While Singer correctly notes that “everyone will suffer to some extent” in a life lived, it is not at all reasonable to assume that that suffering outweighs, overrides, or negates the pleasures that a person experiences. Or those that a person provides to others. People are not just solipsistic, morose psyches capably of little else than suffering or feeling pleasure (at least not where I'm from—I've never lived in Manhattan!); we also provide pleasure and pain to others. We create, we affect the world at the same time as we are affected by it. I assume that if human existence is sometimes miserable, it is due usually not to natural, external forces but to conditions created by other humans. If this is the case, then it is precisely humans that can improve life for others and for themselves, that can “fix” in their own little ways the occasional unpleasantnesses of human existence. So again, without getting too Benthamesque, perhaps the question shouldn't just be if the misery of the world will make a newborn suffer, but if that newborn, through its future actions or through its mere existence (which has value for those close to the child), will have an effect on the suffering or the misery of others. These positive effects of a newborn child affect not only other newborns and future Earth-dwellers, but those who already exist. So Singer's idea of avoiding a next generation to ease future suffering ignores that the next generation can itself ease present suffering.
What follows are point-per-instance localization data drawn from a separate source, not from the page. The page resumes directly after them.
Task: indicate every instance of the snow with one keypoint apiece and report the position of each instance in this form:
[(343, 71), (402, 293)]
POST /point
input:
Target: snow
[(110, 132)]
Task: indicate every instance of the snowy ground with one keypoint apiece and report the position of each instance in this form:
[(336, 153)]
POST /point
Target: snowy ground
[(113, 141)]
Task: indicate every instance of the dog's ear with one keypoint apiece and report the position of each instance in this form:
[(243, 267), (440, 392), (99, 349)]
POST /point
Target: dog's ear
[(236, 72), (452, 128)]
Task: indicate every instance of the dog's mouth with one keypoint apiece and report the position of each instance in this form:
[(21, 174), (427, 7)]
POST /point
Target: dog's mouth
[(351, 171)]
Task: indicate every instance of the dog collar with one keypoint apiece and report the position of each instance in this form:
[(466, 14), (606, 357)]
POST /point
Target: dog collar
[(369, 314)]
I think that on this point we might see the largest divergence between a thinker of the rich world, steeped in a consuming, world-diminishing society, and a Third World thinker. Without getting too much into the themes of the environmental impacts of human existence (which Singer has wisely left out of the present discussion), one can still argue that a child born in the rich world has a pretty high likelihood of contributing to misery in his own country or others far away (through his consumption of goods produced under poor labor conditions, through his contribution to pollution and global warming that falls heaviest on us in the tropical countries, etc.). But the average Third World dweller, for instance, consumes few resources beyond his fair share, doesn't pay taxes to a government that wages war on other countries, produces many of the things he consumes, etc. So for a peasant in Colombia, who has the common sense to know that life is worth living and the generosity to bestow life on another, there is little need to wring his hands about the ill effects the child will bring to the world. Perhaps the cited philosophers would do well to explore this quaint conviction that people can create and improve the world as much as they can destroy. And the rest of us can try to conceive and raise children that see existence as a gift and that live accordingly, working to enjoy life and improve the world more than they degrade it.